3. Hukuk Dairesi 2016/20335 E. , 2018/7076 K.
"İçtihat Metni"MAHKEMESİ :TİCARET MAHKEMESİ
Taraflar arasındaki itirazın iptali davasının mahkemece yapılan yargılaması sonucunda, davanın kısmen kabulüne yönelik olarak verilen kararın, süresi içinde davalı tarafından temyiz edilmesi üzerine; temyiz dilekçesinin kabulüne karar verildikten sonra, dosya içerisindeki kağıtlar okunup gereği düşünüldü:
Y A R G I T A Y K A R A R I
Davacı vekili, taraflar arasında abonelik sözleşmesinin imzalandığını, aboneliğe ait 2010 yılının 4-6-8-10-12 dönemlerine ilişkin ödenmeyen faturaların tahsili için ... 1. İcra Müdürlüğünün 2013/5193 E sayılı dosyası ile yapılan takibe davalının haksız ve kötü niyetli itiraz ettiğini belirterek itirazının iptali ile takibin devamına, alacağın %20’sinden az olmamak üzere icra inkar tazminatına hükmedilmesine karar verilmesini talep ve dava etmiştir.

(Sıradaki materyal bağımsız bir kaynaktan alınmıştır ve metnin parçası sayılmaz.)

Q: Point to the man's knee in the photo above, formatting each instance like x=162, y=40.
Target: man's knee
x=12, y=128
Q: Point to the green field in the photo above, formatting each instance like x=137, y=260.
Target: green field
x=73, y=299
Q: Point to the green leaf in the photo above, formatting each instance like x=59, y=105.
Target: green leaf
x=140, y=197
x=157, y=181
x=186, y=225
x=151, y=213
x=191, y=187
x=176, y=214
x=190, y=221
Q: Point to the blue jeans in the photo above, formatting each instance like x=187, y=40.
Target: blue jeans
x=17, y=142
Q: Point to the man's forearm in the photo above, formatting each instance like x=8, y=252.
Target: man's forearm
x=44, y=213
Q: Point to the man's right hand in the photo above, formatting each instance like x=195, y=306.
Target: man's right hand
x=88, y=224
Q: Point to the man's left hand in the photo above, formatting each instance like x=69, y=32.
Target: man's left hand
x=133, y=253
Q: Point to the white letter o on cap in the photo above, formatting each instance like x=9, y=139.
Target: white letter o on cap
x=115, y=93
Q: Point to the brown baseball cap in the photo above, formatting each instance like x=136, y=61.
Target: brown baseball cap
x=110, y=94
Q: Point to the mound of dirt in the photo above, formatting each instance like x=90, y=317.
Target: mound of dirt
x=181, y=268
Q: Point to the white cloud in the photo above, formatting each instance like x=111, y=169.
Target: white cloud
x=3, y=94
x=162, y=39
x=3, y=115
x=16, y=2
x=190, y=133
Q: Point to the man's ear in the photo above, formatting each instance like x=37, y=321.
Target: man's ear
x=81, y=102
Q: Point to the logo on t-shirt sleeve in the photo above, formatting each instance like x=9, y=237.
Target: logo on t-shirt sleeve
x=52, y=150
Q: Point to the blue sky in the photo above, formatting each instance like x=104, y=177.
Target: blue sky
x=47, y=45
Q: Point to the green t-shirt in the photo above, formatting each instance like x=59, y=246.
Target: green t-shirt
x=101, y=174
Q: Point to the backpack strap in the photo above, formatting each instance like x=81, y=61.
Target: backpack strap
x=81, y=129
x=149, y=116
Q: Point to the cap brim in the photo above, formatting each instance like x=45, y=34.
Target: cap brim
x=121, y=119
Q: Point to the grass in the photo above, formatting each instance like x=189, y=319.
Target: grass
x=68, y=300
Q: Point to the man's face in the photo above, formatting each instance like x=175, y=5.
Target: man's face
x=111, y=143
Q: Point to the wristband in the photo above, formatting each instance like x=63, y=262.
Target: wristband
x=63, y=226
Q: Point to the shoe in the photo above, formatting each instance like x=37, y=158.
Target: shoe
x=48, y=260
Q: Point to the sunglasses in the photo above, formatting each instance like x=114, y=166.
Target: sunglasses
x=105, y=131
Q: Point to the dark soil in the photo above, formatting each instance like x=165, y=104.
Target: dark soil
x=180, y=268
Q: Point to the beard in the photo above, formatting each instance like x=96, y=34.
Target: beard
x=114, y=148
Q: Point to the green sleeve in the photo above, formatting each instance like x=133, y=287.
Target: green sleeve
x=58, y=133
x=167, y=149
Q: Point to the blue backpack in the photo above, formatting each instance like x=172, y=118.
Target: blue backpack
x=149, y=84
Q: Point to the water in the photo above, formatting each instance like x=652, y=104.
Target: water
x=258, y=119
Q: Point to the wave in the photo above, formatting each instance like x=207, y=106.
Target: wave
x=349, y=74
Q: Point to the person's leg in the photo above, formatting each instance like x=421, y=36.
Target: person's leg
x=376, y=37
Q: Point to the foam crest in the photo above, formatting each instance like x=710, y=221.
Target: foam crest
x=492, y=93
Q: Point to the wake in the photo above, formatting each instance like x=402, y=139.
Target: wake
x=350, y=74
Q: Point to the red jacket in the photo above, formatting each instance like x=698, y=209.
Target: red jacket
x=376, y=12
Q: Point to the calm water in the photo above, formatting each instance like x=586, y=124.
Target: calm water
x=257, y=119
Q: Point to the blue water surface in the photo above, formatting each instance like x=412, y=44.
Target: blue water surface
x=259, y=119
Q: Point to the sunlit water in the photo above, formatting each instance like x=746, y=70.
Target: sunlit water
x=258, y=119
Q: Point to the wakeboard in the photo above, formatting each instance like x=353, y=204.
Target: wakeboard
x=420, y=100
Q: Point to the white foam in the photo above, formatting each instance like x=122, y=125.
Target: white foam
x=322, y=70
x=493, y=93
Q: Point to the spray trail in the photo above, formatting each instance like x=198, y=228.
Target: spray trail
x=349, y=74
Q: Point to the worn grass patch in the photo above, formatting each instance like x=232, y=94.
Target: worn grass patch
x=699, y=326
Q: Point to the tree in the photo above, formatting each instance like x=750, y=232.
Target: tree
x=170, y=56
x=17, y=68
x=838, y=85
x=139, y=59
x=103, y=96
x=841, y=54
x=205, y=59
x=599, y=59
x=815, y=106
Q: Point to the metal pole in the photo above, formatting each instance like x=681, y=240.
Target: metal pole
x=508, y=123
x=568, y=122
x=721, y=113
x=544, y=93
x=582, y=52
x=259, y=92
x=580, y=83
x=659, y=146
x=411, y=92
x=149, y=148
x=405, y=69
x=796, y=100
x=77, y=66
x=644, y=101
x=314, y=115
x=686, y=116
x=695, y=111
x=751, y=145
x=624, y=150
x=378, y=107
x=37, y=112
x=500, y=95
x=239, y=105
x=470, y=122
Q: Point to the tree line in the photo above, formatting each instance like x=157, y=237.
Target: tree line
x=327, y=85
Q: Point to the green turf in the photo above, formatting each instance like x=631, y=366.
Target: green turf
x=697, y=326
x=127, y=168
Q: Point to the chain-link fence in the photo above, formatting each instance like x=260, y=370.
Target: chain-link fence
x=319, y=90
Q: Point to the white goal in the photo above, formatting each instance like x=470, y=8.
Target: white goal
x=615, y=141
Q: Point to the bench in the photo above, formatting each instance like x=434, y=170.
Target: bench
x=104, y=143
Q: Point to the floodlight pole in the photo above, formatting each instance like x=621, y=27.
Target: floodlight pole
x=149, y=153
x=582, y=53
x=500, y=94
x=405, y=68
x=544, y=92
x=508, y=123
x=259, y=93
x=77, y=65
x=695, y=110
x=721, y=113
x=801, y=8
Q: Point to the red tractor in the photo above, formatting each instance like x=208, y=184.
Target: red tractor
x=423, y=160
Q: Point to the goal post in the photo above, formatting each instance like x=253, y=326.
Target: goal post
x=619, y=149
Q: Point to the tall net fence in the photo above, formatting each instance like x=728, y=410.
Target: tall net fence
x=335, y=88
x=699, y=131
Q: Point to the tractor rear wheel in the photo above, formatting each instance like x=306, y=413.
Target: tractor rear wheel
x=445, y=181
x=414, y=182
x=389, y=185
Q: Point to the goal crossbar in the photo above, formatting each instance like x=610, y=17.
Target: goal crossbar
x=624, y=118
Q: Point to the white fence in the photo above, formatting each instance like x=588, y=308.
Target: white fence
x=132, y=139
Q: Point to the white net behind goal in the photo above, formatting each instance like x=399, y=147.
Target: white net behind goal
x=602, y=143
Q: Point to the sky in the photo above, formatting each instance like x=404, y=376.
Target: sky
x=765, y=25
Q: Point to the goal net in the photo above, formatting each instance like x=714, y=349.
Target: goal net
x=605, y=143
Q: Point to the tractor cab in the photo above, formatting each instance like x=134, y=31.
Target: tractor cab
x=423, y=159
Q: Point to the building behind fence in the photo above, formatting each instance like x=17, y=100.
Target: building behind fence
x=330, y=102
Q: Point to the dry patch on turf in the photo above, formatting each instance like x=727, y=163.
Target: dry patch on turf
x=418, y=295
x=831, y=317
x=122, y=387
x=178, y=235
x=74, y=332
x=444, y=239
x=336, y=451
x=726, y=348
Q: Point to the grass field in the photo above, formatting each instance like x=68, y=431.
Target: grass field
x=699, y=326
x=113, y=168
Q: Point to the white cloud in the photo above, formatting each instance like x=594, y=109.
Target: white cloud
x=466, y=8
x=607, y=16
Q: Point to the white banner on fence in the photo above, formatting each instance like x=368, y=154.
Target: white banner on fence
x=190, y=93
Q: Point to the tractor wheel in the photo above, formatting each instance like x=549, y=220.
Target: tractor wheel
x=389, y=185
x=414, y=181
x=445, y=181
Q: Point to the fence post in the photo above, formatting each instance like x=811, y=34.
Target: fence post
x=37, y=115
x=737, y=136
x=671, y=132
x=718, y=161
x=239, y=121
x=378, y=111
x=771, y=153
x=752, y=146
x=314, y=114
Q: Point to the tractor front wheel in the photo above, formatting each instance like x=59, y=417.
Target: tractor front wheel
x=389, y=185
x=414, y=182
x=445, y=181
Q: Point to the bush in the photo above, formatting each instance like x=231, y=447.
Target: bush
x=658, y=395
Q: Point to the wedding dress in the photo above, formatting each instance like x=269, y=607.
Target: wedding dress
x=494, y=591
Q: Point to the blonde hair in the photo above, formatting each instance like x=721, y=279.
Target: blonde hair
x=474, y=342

Davalı, davaya cevap vermemiştir.
Mahkemece, davalının ... 1. İcra Müdürlüğü"nün 2013/5193 E sayılı icra takibine konu olan 5.289,30 TL asıl alacak, 1.988,89 TL gecikme cezasına yapmış olduğu itirazın iptaline, fazlaya ilişkin 357,99 TL istemin reddine, davacı yararına itirazın iptal edilen kısmı olarak hesaplanan % 20 icra inkar tazminatı olan 1.457,63 TL’nin verilmesine karar verilmiş, hüküm davalı tarafından temyiz edilmiştir.
1- Dosyadaki yazılara, kararın dayandığı delillerle kanuni gerektirici sebeplere, özellikle delillerin takdirinde isabetsizlik bulunmamasına göre davalının aşağıdaki bendin kapsamı dışında kalan temyiz itirazlarının reddi gerekir.
2-)İcra ve İflas Kanunu"nun 67. maddesinin 2. fıkrası hükmünce, icra inkar tazminatına hükmedilebilmesi için, borçlunun takip sırasında ödeme emrine itiraz etmesi ve alacaklının alacağını mahkemede dava ederek haklı çıkması yasal koşullardandır. Bunlardan başka, alacağın likit ve belli olması da gerekir. Alacağın gerçek miktarı belli, sabit veya borçlu tarafından belirlenebilmesi için bütün unsurlar bilinmekte ya da bilinmesi gerekmekte, böylece borçlu tarafından borcun tutarının tahkik ve tayini mümkün ise; başka bir ifadeyle borçlu yalnız başına ne kadar borçlu olduğunu tespit edebilir durumda ise alacağın likit ve muayyen olduğunun kabulü zorunludur.
Somut olayda, dava konusu alacak miktarı (likit) belirlenebilir olmadığı ve yargılama sonucu belirlendiğinden icra inkar tazminatı talebinin reddine karar verilmesi gerekirken, mahkemece icra inkar tazminatına hükmedilmesi doğru değilse de, bu hususun giderilmesi yeniden yargılama yapılmasını gerektirmediğinden, 6100 sayılı HMK"nun geçici 3.maddesinin yollamasıyla HUMK"nun 438/7.maddesi uyarınca kararın düzeltilerek onanması gerekir.
SONUÇ: Yukarıda birinci bentte açıklanan nedenlerle davalının sair temyiz itirazlarının reddine, ikinci bentte açıklanan yöne ilişkin temyiz itirazlarının kabulü ile hüküm fıkrasının 3. bendinin hükümden çıkartılarak yerine "Davacı tarafın icra inkar tazminatı isteminin yasal koşulları oluşmadığından reddine," ifadesinin yazılması suretiyle hükmün düzeltilmesine ve düzeltilmiş bu şekliyle ONANMASINA, peşin alınan temyiz harcının istek halinde temyiz eden tarafa iadesine, 6100 sayılı HMK"nun Geçici Madde 3 atfıyla 1086 sayılı HUMK"nun 440. maddesi gereğince karar düzeltme yolu kapalı olmak üzere, 25.06.2018 gününde oybirliğiyle karar verildi.